Muscular dystrophy is primarily caused by genetic mutations that affect proteins essential for muscle structure and function. These mutations disrupt the integrity of muscle fibers, leading to progressive muscle damage. The condition is inherited in an X-linked, autosomal dominant, or autosomal recessive pattern, depending on the specific type.

Risk Factors

• Family history of muscular dystrophy.
• Genetic predisposition due to inherited mutations.
• Gender (some types, like Duchenne, are more common in males).

Symptoms

• Progressive muscle weakness.
• Difficulty walking or running.
• Muscle wasting (atrophy).
• Contractures (stiff joints).
• Delayed motor milestones in children.
• Respiratory or cardiac complications in advanced stages.

Diagnosis

Diagnosis involves clinical evaluation, muscle strength testing, and specialized tests such as electromyography (EMG) to assess muscle electrical activity. Blood tests for elevated muscle enzymes (e.g., creatine kinase) and genetic testing to identify mutations are commonly used. Muscle biopsy may be performed to examine tissue structure.

Treatment Options

Treatment focuses on managing symptoms and slowing progression. Options include physical therapy, assistive devices, medications (e.g., corticosteroids), and respiratory support. In some cases, surgical interventions may address contractures or cardiac issues.

Prognosis and Follow-Up

Prognosis varies by type and severity. Early intervention can improve quality of life, but most forms are progressive. Regular follow-up with neurologists, cardiologists, and pulmonologists is essential to monitor muscle function, respiratory health, and cardiac status.

Complications

• Respiratory failure due to weakened respiratory muscles.
• Cardiomyopathy or arrhythmias.
• Severe mobility limitations.
• Contractures and joint deformities.
• Swallowing difficulties (dysphagia).

Lifestyle & Prevention

While prevention is not possible due to genetic causes, lifestyle management includes maintaining mobility through physical therapy, using assistive devices, and avoiding activities that strain muscles. Nutritional support and respiratory care are also important.

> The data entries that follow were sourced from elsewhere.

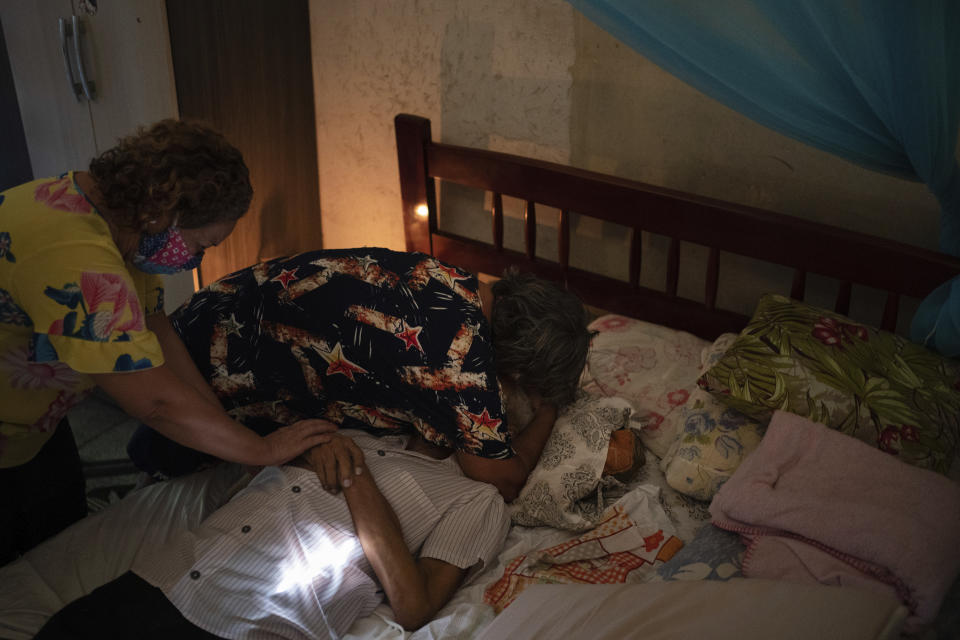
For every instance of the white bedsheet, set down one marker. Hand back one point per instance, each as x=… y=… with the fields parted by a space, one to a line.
x=105 y=545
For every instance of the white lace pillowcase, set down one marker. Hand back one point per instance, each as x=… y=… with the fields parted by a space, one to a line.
x=566 y=488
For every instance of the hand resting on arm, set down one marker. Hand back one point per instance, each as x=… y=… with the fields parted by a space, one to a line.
x=161 y=399
x=416 y=588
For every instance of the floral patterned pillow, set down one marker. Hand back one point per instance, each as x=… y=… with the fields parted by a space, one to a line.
x=652 y=366
x=712 y=440
x=566 y=489
x=881 y=388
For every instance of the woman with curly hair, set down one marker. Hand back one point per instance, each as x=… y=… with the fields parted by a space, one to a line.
x=81 y=305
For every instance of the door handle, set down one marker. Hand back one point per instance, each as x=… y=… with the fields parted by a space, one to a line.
x=89 y=89
x=66 y=32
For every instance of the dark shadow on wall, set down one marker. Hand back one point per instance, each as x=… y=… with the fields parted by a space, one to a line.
x=14 y=158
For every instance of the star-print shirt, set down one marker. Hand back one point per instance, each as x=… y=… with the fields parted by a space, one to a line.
x=69 y=306
x=366 y=338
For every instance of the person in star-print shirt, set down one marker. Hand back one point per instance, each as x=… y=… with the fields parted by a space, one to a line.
x=383 y=341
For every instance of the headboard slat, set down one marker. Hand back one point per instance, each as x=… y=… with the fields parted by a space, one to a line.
x=842 y=305
x=497 y=216
x=673 y=267
x=713 y=279
x=530 y=228
x=563 y=244
x=636 y=255
x=799 y=286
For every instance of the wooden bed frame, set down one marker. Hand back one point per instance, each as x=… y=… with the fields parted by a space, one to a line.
x=806 y=247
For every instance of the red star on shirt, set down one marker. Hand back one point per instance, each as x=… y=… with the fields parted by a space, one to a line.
x=339 y=364
x=445 y=274
x=452 y=272
x=410 y=337
x=286 y=277
x=484 y=423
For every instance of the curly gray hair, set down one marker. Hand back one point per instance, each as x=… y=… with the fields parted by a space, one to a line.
x=540 y=336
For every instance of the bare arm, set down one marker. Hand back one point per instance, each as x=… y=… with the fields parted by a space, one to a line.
x=509 y=475
x=178 y=358
x=416 y=588
x=159 y=398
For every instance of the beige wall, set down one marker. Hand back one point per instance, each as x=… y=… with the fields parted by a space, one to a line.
x=539 y=79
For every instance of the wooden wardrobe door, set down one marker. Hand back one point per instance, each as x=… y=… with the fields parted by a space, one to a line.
x=129 y=58
x=244 y=68
x=56 y=123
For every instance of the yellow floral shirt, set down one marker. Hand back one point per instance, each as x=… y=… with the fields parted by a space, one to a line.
x=69 y=306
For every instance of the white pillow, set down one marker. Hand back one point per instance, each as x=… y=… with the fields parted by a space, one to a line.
x=652 y=366
x=564 y=490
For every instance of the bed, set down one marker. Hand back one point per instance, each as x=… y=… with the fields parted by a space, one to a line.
x=657 y=369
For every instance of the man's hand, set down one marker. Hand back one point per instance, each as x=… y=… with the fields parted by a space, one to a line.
x=337 y=462
x=287 y=443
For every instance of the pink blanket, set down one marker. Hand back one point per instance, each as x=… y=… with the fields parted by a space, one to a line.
x=814 y=504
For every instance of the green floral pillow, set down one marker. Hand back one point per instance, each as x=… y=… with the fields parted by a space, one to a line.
x=881 y=388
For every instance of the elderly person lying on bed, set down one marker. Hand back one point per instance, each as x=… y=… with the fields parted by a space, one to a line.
x=386 y=342
x=284 y=558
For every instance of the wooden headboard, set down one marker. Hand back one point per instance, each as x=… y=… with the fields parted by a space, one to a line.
x=806 y=247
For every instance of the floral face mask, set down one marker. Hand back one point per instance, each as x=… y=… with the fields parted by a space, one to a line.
x=165 y=252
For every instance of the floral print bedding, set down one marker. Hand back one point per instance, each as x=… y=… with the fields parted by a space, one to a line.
x=883 y=389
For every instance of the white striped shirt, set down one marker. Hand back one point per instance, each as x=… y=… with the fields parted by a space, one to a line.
x=282 y=560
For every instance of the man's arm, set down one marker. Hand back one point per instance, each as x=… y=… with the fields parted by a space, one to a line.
x=509 y=475
x=416 y=588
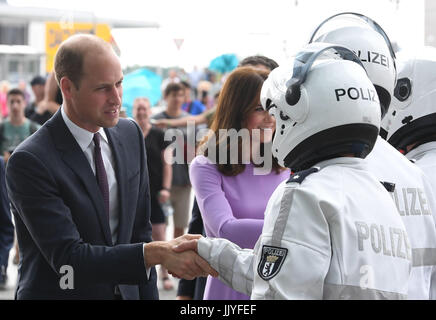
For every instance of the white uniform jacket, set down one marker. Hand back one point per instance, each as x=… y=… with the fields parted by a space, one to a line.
x=424 y=156
x=335 y=234
x=416 y=204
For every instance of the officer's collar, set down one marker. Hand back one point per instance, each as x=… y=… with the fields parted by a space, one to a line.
x=346 y=161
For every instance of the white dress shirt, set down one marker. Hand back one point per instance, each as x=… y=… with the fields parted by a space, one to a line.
x=84 y=139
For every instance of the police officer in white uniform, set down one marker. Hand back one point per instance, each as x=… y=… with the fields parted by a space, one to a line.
x=412 y=193
x=411 y=122
x=332 y=230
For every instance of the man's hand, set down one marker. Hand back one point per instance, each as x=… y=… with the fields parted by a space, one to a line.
x=163 y=196
x=187 y=244
x=187 y=264
x=161 y=123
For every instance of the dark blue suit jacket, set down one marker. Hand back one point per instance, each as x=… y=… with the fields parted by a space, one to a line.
x=6 y=226
x=60 y=218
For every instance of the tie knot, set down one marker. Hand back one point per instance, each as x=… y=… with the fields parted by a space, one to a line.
x=96 y=139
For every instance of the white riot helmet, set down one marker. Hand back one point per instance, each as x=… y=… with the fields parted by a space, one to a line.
x=324 y=105
x=413 y=114
x=370 y=43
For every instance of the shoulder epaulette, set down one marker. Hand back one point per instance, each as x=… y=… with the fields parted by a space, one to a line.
x=388 y=186
x=301 y=175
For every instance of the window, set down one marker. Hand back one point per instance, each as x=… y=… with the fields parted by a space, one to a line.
x=13 y=34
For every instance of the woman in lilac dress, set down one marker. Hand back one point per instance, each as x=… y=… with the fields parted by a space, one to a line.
x=231 y=183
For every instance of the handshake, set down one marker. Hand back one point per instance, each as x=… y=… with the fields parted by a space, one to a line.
x=179 y=256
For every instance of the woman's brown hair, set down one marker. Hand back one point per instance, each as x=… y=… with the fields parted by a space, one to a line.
x=238 y=98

When to Seek Professional Help

Seek medical attention if you or a family member experiences unexplained muscle weakness, difficulty walking, or delayed motor development. Prompt evaluation is critical for early diagnosis and management.

Tips for Medical Coders

Document the specific type of muscular dystrophy when known (e.g., Duchenne, Becker) to ensure accurate coding. Include details on muscle involvement, progression, and associated complications. Verify that the code aligns with clinical documentation and guidelines for genetic muscle disorders.